Greece, the director reveals, was not always going to be the main setting:

“The film definitely had two main requirements. One was a country that was undergoing some sort of turmoil, some sort of crisis, because of what we needed for our plot. And the other was an interesting variety of landscapes that could serve not just as a backdrop, but as a foreground for the sheer amount of travel that our character has to go through to achieve survival in some ways. Greece had both of those in its recent history and in the topography of its mainland, which is so rich and varied.”

He states that production never lasted more than two days in the same location. “That was difficult, that was tiring — every day [we had to] re-establish from scratch. It kind of kept us on our toes and I guess that was a good thing and that was both difficult and fun and somehow in tune with the character.”

Despite the fact that the film is only now being released to the public, Beckett was actually shot before Washington filmed Christopher Nolan’s own espionage-type thriller: Tenet. “We actually learned that he was doing Tenet mid-shoot,” Filomarino recalls with a laugh. “One day, the news came out and we’re like, ‘Oh, wow.
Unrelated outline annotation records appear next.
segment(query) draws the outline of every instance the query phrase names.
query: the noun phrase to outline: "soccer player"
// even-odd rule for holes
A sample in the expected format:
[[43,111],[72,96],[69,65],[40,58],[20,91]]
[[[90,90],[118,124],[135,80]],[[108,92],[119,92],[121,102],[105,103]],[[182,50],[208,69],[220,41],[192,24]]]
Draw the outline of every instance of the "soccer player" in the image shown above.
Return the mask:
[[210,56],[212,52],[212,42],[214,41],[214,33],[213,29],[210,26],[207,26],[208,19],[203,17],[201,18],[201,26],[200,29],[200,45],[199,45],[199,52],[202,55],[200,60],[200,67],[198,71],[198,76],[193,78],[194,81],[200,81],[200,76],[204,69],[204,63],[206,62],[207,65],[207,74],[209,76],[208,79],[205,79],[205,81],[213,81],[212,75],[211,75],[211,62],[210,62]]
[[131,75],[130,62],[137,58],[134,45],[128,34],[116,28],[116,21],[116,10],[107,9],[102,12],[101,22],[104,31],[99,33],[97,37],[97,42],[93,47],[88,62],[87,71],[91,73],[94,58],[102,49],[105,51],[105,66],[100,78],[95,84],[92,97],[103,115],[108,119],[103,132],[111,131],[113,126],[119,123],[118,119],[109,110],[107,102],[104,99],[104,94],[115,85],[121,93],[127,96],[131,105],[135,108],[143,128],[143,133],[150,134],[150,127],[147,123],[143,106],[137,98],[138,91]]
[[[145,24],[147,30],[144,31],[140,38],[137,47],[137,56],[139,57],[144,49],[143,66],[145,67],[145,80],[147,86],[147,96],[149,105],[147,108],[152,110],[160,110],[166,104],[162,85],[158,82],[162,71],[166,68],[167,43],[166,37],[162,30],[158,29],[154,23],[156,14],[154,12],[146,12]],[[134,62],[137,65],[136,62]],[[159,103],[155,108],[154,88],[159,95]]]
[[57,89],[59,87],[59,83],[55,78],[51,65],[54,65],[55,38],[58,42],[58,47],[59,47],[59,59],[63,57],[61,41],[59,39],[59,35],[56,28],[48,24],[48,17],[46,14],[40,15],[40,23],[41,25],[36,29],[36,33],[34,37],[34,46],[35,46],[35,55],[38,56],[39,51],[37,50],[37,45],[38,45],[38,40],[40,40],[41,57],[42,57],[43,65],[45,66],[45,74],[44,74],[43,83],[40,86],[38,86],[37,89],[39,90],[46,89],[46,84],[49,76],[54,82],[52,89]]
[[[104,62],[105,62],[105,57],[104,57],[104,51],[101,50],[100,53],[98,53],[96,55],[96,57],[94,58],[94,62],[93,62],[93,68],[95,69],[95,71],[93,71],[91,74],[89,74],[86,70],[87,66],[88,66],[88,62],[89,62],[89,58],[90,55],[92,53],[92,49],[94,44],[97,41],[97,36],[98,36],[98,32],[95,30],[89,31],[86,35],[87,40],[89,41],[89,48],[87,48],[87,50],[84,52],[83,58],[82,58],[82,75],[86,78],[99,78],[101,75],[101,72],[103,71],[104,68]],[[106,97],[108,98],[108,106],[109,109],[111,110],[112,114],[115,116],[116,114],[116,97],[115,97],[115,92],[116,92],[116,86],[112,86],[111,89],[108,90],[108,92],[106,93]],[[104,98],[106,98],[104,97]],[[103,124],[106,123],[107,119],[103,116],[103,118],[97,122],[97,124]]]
Ok…We definitely cannot go late.’ Because then the following right after us, he shot something else for just a little amount of time and then went off to do Tenet that summer.”

Washington is now one of the most sought after performers in the world of entertainment right now, but if Filomarino cant get ahold of the actor again, he’s not totally opposed to another outing with the character.

“The end of this film is, to me, most importantly evocative,” the director concludes. “I think that evocative note that it ends on is the best punctuation possible for this character’s journey. I think another story about him would very, very different in some way. It would not be something similar to this. Probably something a bit more Kafka-esque, you know?”